I learned that I need to do some thresholding to the image to allow ImageJ/Fiji to distinguish the target (mitochondria) from the background. To begin with, I tried the build-in algorithm (Huang, intermodes, etc) from the drop-down window of the Threshold function, but none of them was able to efficiently separate the mitochondria from the background. So I manually set up some parameters. It worked in some cases, therefore I decided to use the same setting for batch processing by doing the macro below:
run(“Convert to Mask”);
run(“Analyze Particles…”, “size=0.02-Infinity show=Outlines display exclude summarize”);
However, as soon as there is a slight change of image quality, i.e variations in contrast, the parameters starts to fail, and non-specific targets start to show up (like the large largest circle in the image below, which is obviously not a mitochondrion; and some of the mitochondria outlined are not even the right size):
So I was wondering if there is any algorithm anyone has tried for thresholding, or even measuring the size of mitochondria. Is there a way to train ImageJ/Fiji (i.e. build a numeric/data profile of mitochondria) to identify mitochondria.
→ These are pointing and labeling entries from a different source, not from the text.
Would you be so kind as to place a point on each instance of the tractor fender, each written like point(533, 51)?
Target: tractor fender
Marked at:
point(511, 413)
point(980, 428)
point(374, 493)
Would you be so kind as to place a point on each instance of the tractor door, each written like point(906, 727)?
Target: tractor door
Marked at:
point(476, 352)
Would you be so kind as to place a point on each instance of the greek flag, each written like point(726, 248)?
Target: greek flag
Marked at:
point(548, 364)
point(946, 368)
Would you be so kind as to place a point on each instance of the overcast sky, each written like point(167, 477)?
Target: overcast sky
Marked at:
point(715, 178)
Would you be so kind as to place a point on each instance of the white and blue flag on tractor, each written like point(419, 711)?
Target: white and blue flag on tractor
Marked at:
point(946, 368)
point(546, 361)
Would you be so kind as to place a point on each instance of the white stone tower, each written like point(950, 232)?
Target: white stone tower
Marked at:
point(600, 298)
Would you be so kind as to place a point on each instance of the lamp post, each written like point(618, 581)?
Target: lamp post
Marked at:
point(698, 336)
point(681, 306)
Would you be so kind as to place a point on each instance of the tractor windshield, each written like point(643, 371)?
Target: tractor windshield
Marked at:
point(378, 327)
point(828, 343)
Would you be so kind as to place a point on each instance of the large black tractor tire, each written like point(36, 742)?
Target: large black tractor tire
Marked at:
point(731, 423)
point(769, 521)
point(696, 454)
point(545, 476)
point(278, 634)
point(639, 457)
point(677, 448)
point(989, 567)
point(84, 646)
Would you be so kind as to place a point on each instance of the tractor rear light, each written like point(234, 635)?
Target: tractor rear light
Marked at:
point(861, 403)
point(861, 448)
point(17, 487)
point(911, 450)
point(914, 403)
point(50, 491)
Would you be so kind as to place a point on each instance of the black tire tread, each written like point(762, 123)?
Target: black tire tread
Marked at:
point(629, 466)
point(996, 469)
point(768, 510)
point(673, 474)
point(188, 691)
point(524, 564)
I understand this involves highly complicated machine learning stuff, and it is going to take some effort to reach to that level of skills. But when you are facing with 30 images with each of them containing 100 mitochondria, and multiple groups of images of different genetic background, you would rather want to figure out how to do it the smart and reproducible way, the automatic style.
Has anyone encountered similar problems?